10

Harry Vale estaba sentado en el desván del ayuntamiento buscando alemanes. Era una noche despejada y fría. La alta asta de bandera de la oficina de correos dividía el puerto de Franklin por la mitad, apuntando al norte como la aguja de una brújula, y sacándolo de sus casillas. Las ventanas del desván ofrecían un panorama sin obstáculos del puerto, a un lado y al otro, una vista del desierto de dunas hasta el mar. Más allá del bucle de Land’s End, las manchas negras de los barcos se hundían y resurgían en la extensión azul.

Le importaba un rábano que Roosevelt asegurara que los chicos no lucharían en guerras extranjeras. El mero hecho de que desde allí a Nauset se extendieran sesenta y cinco kilómetros de costa sin protección le hacían sentir desnudo como una chica. Y cuanto más duraba el Blitz al otro lado del océano, más fuerte era la corazonada de Harry de que los alemanes estaban llamando la atención del mundo sobre Londres mientras otra cosa se acercaba en la oscuridad. Había pasado muchas noches caminando arriba y abajo del acantilado, observando el mar desde el pueblo, después de dejar a Iris.
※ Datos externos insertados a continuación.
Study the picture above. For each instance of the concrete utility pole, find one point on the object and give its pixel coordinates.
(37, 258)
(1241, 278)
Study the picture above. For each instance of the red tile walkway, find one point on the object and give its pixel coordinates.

Se imaginaba que, si los alemanes atacaban, desembarcarían en la costa más despoblada, tomarían primero Franklin y después arrasarían Cape hasta Boston. Y los alemanes estarían a la vista de todos los sonámbulos. Incluso los chicos que estaban a punto de ser reclutados —sobre todo ellos, se corrigió—, Johnny Cripps y todos los demás, y bromeaban sentados en fila en los bancos situados a cada lado de los escalones de la entrada del ayuntamiento.

—¿Ya ha visto alemanes, señor Vale? —preguntaban, riendo y persistentes como mosquitos.

—Hoy no.

Harry sonreía y pasaba al lado del enjambre. La guardia costera no era mejor que ellos. Eran sólo chicos. Ni uno solo de ellos creía realmente que un alemán lograra acercarse tanto, aunque lo hubieran hecho en 1918, para que ellos vieran un submarino emergiendo de las aguas en la costa de Nauset. Esta vez no, se reían los chicos. En 1941, no.

—Lo veo tan claramente —había dicho a Iris una noche.

—Harry —protestó ella.

—Vienen —suspiró él—. Lo que no sé es cuándo.

Al final, Harry no supo qué más podía hacer aparte de subir las escaleras un día del mes anterior a la hora de almorzar, para sentarse con los prismáticos y otear el mar. No esperaba ver nada, pero sin duda lo hacía sentir mejor.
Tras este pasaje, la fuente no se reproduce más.